Se trata de una ciudadanía entendida no sólo en su dimensión técnico-formal, sino social, capaz de garantizar a todos los que residen establemente en un determinado territorio plenos derechos civiles, sociales y políticos. La clave radica en evitar el anclaje de la ciudadanía en la nacionalidad […]. La ciudadanía debe regresar a su raíz y asentarse en la condición de residencia.”
(Javier de Lucas)
Comoquiera que estas 4 vías puedan parecer pura teoría, me atrevo a continuación a recoger 10 propuestas sacadas de aquí y de allá y que suscribo plenamente. Este decálogo, para concretar, sería:
1 Crear espacios de acogida temporal para los inmigrantes que inicialmente –y por un tiempo determinado- necesitan un albergue, que no asentamiento. (La Iglesia suele tener edificios amplios infrautilizados que bien podrían poner a disposición en colaboración con otras organizaciones.)
2 Conceder permisos de residencia temporal para la búsqueda de empleo para evitar la irregularidad inicial de muchos inmigrantes y, por tanto, su vulnerabilidad ante los abusos de mafias y otros empresarios aprovechados.
3 Organizar bolsas de trabajo y de vivienda en coordinación con distintas organizaciones, administraciones y empresarios. (A nivel diocesano podrían tener aceptación al ofrecer garantías, tanto para los autóctonos como para los inmigrantes.)
4 Facilitar el acceso a la lengua de acogida no como requisito u obligación, sino como un derecho, y exigir las correspondientes dotaciones humanas y presupuestarias.

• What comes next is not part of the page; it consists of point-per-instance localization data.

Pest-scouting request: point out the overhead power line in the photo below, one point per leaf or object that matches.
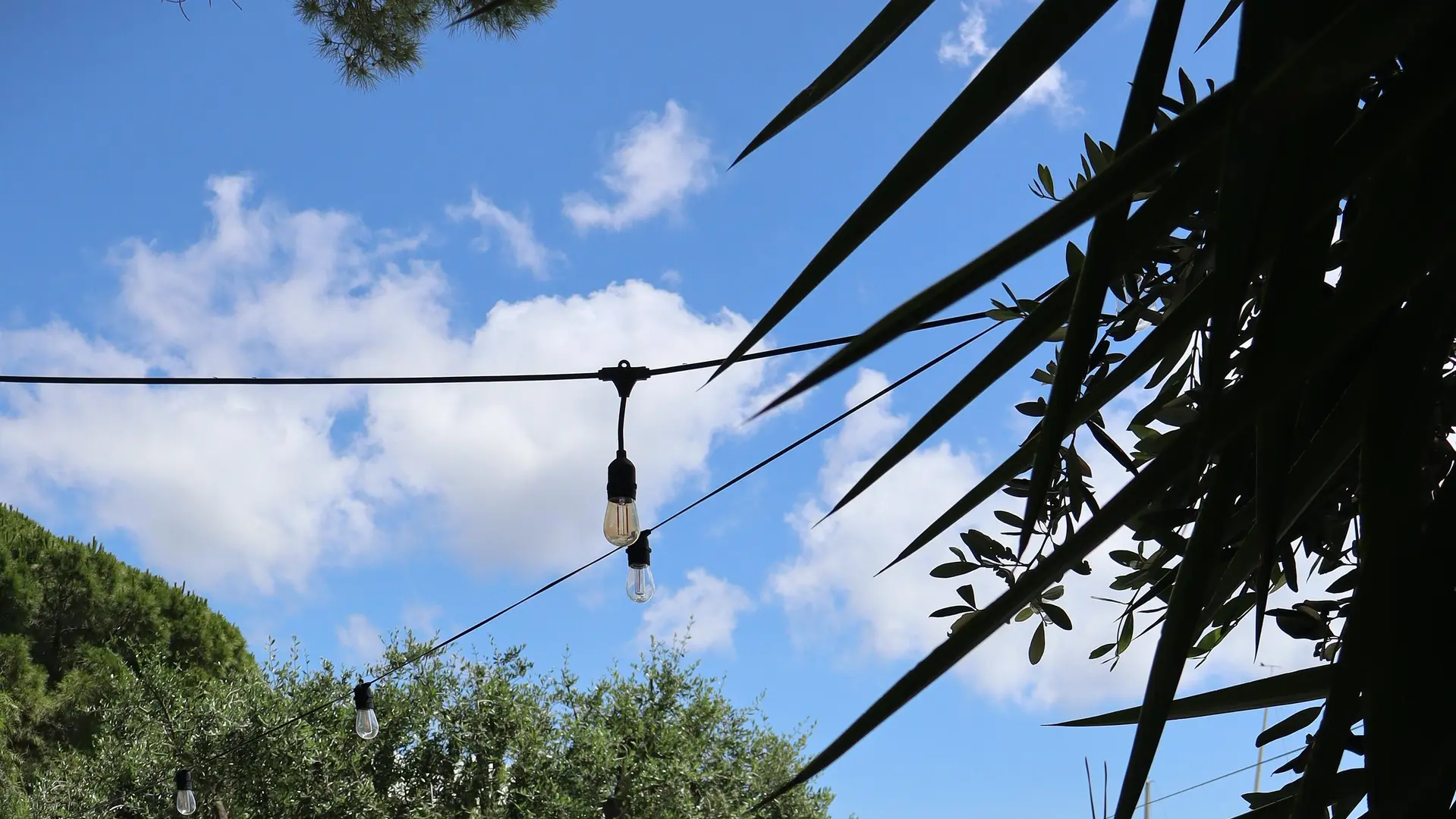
(442, 645)
(385, 380)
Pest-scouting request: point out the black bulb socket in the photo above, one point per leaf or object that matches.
(363, 697)
(640, 553)
(621, 478)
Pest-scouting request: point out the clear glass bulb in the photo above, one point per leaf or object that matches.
(621, 522)
(640, 584)
(366, 723)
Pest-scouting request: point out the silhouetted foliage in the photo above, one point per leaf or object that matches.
(1278, 255)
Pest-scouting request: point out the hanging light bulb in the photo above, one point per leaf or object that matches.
(187, 801)
(621, 524)
(366, 723)
(640, 570)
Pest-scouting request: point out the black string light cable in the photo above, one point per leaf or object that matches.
(363, 690)
(520, 377)
(1223, 776)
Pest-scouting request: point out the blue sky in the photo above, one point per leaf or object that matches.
(206, 198)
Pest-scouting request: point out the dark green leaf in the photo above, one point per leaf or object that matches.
(967, 594)
(1289, 725)
(1052, 28)
(1058, 616)
(1272, 692)
(1008, 518)
(952, 570)
(1223, 17)
(1202, 125)
(1039, 643)
(1011, 351)
(951, 611)
(885, 28)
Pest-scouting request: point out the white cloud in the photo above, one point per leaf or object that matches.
(653, 169)
(420, 617)
(829, 587)
(967, 47)
(360, 639)
(237, 488)
(526, 249)
(706, 607)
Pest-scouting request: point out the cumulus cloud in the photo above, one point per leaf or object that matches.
(526, 250)
(829, 587)
(967, 47)
(706, 607)
(654, 168)
(360, 638)
(255, 486)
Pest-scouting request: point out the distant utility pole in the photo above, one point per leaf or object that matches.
(1258, 767)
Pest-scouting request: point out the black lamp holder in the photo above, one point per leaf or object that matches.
(363, 697)
(622, 473)
(640, 553)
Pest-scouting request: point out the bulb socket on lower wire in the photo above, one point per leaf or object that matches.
(640, 570)
(366, 723)
(185, 801)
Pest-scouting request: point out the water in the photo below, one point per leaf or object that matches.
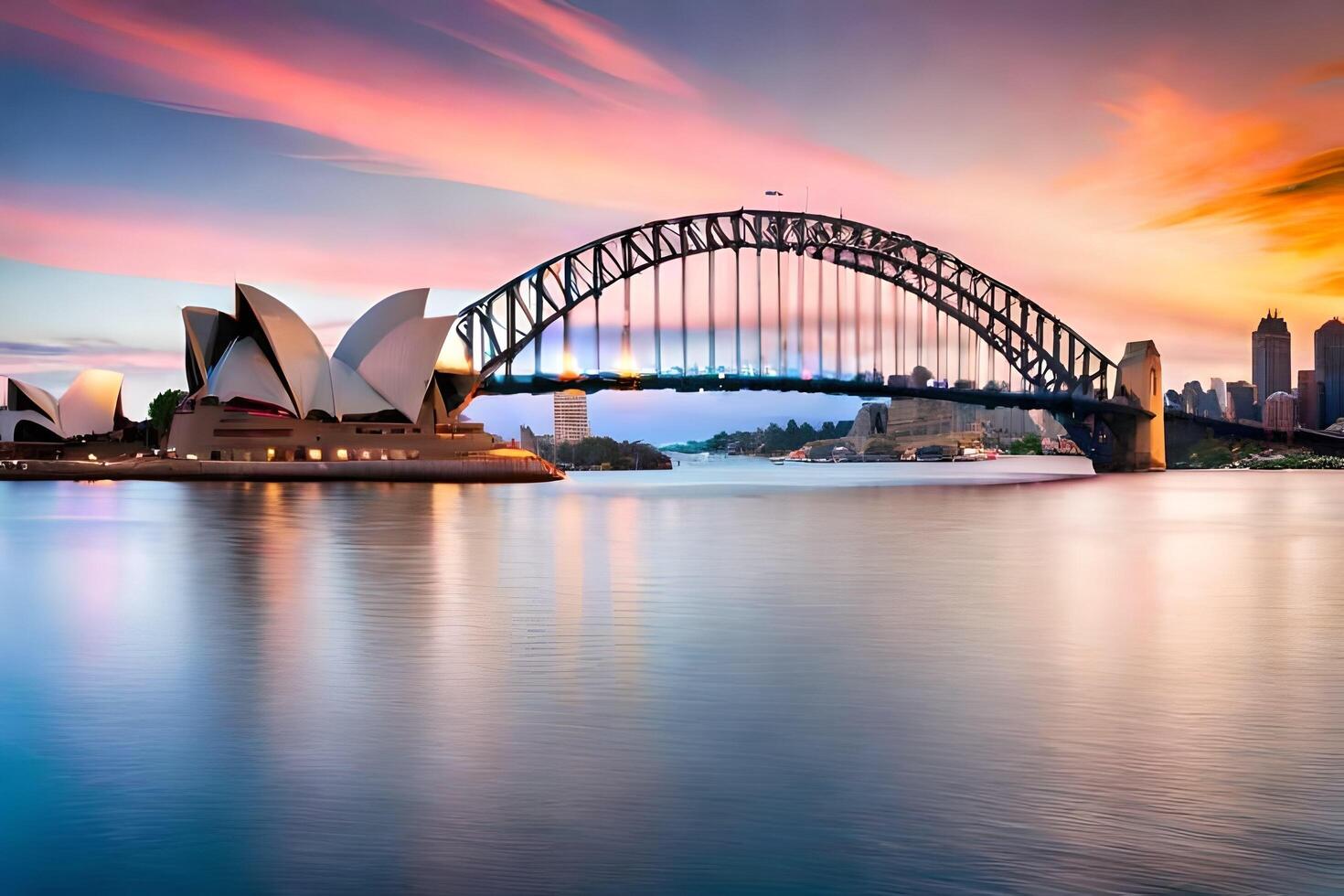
(712, 680)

5 Promover campañas de concienciación en la sociedad (las iglesias y parroquias son lugares privilegiados para ello, y tanto los obispos como sus delegados de migraciones y de cáritas podrían implicarse más en ello), animando a la denuncia de las leyes, abusos y demás situaciones injustas.
6 Evitar que el inmigrante que ya ha conseguido la residencia legal pase a ser irregular por problemas en las difíciles renovaciones o simples defectos formales.
7 Reconocer el agrupamiento familiar como un derecho irrenunciable al menos para padres, hijos, cónyuges o hermanos.
8 Impedir las deportaciones y el desamparo de los menores inmigrantes, tengan o no núcleo familiar, procediendo a una regulación que respete la declaración de los derechos de la infancia.
9 Otorgar la plena ciudadanía local a aquellos inmigrantes empadronados que demuestren su arraigo laboral y social, para que aun no teniendo la nacionalidad sí disfruten de todos los derechos ciudadanos.
10 Considerar ciudadano europeo a todo inmigrante que sea residente legal en cualquiera de los estados miembros, lo cual implica la igualdad de derechos laborales, sociales y políticos que los nacionales.
Y ya para terminar, resumiría lo aquí expuesto diciendo que tenemos que buscar nuevos caminos que vayan de la caridad asistencialista a la interculturalidad; de las políticas policiales de control de flujos a las políticas de inclusión e igualdad de oportunidades y de la concepción utilitarista del inmigrante a la plena ciudadanía. Porque cada día es más necesaria una postura ética que reconozca al ser humano como miembro de la humanidad, es decir, ciudadanos y ciudadanas del mundo. Esa será la única manera por la que los inmigrantes podrán exigir su dignidad y sus derechos; y sólo en ese caso se habrá dado la verdadera integración.